Inspirierter und engagierter »Hoffmann« in Nordhausen


www.theater-nordhausen.de




Besuchte Vorstellung 26. September 2008








Regie


Søren Schumacher

Dirigent


Markus Frank

Bühnenbild


Norbert Bellen

Kostüme


Katrin Kath

Version


Oeser




Hoffmann


Hugo Mallet

Muse


Anja-Daniela Wagner

Olympia


Sandra Schütt

Antonia


Sabine Blanchard

Giulietta


Brigitte Roth

Widersacher


Gavin Taylor







Fazit Nordhausen: Ein rundum gut gelungener »Hoffmann«, mit einem ungewöhnlichen, aber durchaus überzeugend durchgezogenen Regiekonzept. Leider mit einer Reihe für das Publikum schwer verständlichen Bizarrerien. Viel wurde auch für's Auge geboten. Une opéra vraiment fantastique in einem kleinen Theater vor einem begeisterungsfähigen Publikum. Von den Leistungen her alles im oberen Bereich, keine Ausfälle. Außer der Muse zwar keine Spitzenleistungen, aber alles rundum gelungen. Und das in einer Stadt mit unter 50.000 Einwohnern und in einem Theater, das um sein Überleben kämpfen musste.
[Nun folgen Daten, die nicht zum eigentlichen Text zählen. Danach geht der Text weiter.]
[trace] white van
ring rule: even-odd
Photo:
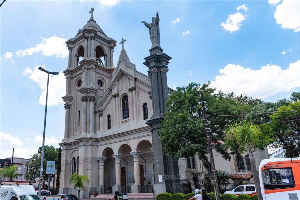
[[[5,184],[0,187],[0,200],[41,200],[31,185]]]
Der Hoffmann blieb von seiner Darstellung her gesehen etwas uncharakteristisch, vergleicht man ihn mit der detailverliebten Regie in allen anderen Bereichen und mit allen anderen Darstellern und des Chores. Das mag daran liegen, dass Hugo Mallet ein Gastsänger ist und möglicherweise nicht an so vielen Proben teilnehmen konnte. Dafür bot er eine gute Gesangsleistung, die man in manch großem Hause vergeblich sucht. Und das ist doch auch schon mal was. (Köln hat zehn Mal mehr Einwohner, Nordhausen einen zehnmal besseren »Hoffmann«!) Sängerisch zähle ich Hugo Mallet zu den bisher drei besten Hoffmännern des Jahres (Luzern und Aachen die beiden anderen). Aber das Jahr war ja noch nicht zu Ende.
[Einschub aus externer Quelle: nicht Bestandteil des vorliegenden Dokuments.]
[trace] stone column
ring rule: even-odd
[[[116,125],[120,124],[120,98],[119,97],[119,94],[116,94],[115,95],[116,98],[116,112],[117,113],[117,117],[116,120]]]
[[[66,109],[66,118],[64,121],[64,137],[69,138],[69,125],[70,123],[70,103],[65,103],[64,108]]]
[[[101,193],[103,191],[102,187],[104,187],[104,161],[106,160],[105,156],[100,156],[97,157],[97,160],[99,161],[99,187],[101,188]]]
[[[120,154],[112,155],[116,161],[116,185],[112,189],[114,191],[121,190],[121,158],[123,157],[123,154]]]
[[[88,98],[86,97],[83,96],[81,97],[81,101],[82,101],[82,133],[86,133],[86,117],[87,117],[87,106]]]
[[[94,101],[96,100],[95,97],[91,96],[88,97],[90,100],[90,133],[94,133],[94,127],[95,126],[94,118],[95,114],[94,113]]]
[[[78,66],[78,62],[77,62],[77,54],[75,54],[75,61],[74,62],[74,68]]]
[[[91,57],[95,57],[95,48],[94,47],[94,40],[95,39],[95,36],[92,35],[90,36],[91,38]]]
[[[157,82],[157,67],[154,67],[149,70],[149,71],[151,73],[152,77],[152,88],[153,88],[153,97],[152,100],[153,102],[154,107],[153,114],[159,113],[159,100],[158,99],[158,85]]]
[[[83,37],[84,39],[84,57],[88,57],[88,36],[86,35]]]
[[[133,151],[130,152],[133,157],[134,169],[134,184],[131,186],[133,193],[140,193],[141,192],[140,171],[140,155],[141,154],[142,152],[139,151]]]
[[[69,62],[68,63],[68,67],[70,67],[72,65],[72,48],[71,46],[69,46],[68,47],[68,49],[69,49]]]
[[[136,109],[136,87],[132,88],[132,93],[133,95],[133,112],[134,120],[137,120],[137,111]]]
Erinnerungen an Regensburg im Jahr davor wurden wach, wo man auch mit einfachen Mitteln einen rundum gelungenen »Hoffmann« auf die Bühne gebracht hatte. Die Provinz hat mal wieder vorgeführt, wie ein engagiertes Ensemble mit Einsatz und musikalischem Eros große Oper in einem kleinen Theater auf die Beine stellen kann. Liebe Nordhäuser: Ihr seid fantastisch. Ich könnte euch alle umarmen.



Mal ehrlich: hätten Sie gewusst, wo Nordhausen liegt? Ich wusste es bis vor Kurzem nicht und hätte es wohl irgendwo in Schleswig-Holstein oder MeckPomm vermutet, aber jetzt weiß ich, dass es in Nordthüringen am Harz liegt, da wo man nicht mehr sächselt. Nicht mehr ganz, aber schon noch irgendwie im Dunstkreis des Cour d'Eisenach.

Dass es ein »Hoffmann« war, der mich weniger als drei Wochen nach der Erfurt-Premiere wieder nach Thüringen geführt hat, brauche ich ja nicht extra zu erwähnen. Dass aber in einer Stadt mit gerade mal 45.000 Einwohnern regelmäßig Opern gespielt werden und noch dazu ein bemerkenswert guter »Hoffmann« auf die Bühne gebracht wurde, das hätte ich nicht erwartet, nachdem ich mit Hilfe des Internets Nordhausen auf der Landkarte entdeckt hatte.



Dank einem Riesenstau am Erfurter Kreuz (schon wieder Erfurt!) parkte ich mein Auto 20 Minuten vor Beginn der Vorstellung unterhalb des Theaters, an der Straßenbahn und hetzte zum Eingang. Nordhausen hat sogar eine Straßenbahn!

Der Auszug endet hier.